En avançant, j’aperçois mes voisines, attablées en terrasse, et les salue d’un geste qu’elles me renvoient en souriant. Georgette, Viviane et Marie-Louise, la mémoire vive du quartier. Elles sont revenues vivre sous le toit qui les a vues naître à la mort de leurs maris, et ne se quittent qu’en soirée. Bavardes, curieuses à l’excès, elles m’ont réservé leur meilleur accueil, perfectionné par des années de pratique. Si je les comble en retour de ma sollicitude, je ne baisse pas la garde. Elles connaissent la moitié de la paroisse, les vivants et les morts, je payerais cher un faux pas. Fut-ce un avertissement, lors de notre premier échange, elles se sont plaintes de l’ancien propriétaire et de sa discrétion maladive, précisant qu’elles souhaiteraient me voir plus souvent. Elles aiment la distraction, et les bonnes manières. Mon prédécesseur, lui, n’était pas d’humeur à discuter ou s’enquérir de leur santé. Dans l’espoir d’une confidence, j’avais supporté une comparaison méticuleuse du voisinage sur près d’un siècle. Le cas le plus surprenant, celui que j’ai retenu, n’a pas fini de hanter leurs esprits chahutés. Un fantôme, un spectre, une présence indéterminée avait élu résidence à l’adresse attenante à la mienne. Délaissée depuis des lustres – peut-être n’avait-elle jamais été occupée ? – son intérieur s’éclairait la nuit de façon mystérieuse perturbant leurs rêves d’enfant. L’enquête – ces phénomènes étaient alors pris au sérieux – n’avait pu conclure, puis plus tard, tout était rentré dans l’ordre. Elles l’avaient presque oublié, lorsqu’il s’est de nouveau manifesté il y a quelques mois. Elles ont tenté d’alerter, mais plus personne ne s’en soucie, donc elles s’en accommodent. Que pourraient-elles redouter maintenant ?

Le mur du bar

Je me redresse et ne peux m’empêcher de détailler le décor que constitue le mur du fond.
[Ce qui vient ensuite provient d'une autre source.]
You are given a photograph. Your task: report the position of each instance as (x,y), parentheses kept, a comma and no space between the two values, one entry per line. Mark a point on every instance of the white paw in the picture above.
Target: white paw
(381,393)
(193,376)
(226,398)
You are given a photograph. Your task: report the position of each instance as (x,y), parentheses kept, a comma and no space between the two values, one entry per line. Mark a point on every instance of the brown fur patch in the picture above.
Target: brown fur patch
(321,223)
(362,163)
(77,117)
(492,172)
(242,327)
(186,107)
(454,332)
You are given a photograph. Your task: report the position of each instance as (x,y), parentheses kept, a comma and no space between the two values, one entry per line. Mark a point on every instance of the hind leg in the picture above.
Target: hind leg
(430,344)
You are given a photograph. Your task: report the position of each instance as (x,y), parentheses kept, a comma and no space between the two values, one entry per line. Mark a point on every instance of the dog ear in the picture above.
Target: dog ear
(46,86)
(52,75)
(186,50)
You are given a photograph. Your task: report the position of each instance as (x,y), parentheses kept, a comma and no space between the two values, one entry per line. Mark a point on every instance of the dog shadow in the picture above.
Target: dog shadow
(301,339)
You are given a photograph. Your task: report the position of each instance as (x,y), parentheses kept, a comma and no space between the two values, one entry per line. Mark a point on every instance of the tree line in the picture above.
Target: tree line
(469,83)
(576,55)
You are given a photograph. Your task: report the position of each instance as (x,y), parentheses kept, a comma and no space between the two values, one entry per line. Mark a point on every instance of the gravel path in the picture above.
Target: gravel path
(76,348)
Il rassemble, audacieux, un enchevêtrement baroque de peintures religieuses : des christs morts portés par la foule, des lazares qu’on arrache du tombeau sous l’œil de badauds ébahis, des anges musiciens qui donnent vie à cette danse macabre et la Cène, tel un banquet final, y figure en bonne place également. De cette multitude, un thème pourtant se détache, son thème favori si l’on en juge par la quantité de représentations, un moment d’espoir, où tout est possible encore : la vierge à l’enfant. Dans diverses configurations, elle tapisse la paroi, avec ou sans livre, allaitante ou accompagnée version sainte famille. Des reproductions d’œuvres d’art côtoient des compositions anonymes, encadrées parfois, toutes de tailles réduites, A4 pour les plus grandes, collées les unes aux autres, se chevauchant, si bien que ce pan tout entier paraît orné d’une mosaïque abstraite aux notes bigarrées. Deux affiches, en particulier, m’intriguent : celle d’une mère qui porte un enfant déjà vieux, les tempes dégarnies, les cheveux grisonnants, affichant elle-même un air désolé – je compatis – et celle d’une jeune femme dont les seins pointent sous une chemise blanche, portant debout sur ses genoux, un petit être au corps d’Apollon, l’index et le majeur en V, dressés vers le ciel. J’y vois de la subversion, ou est-ce juste ainsi qu’étaient perçus les jeunes garçons à l’époque, en adultes miniatures ? Quant aux femmes, le message est clair.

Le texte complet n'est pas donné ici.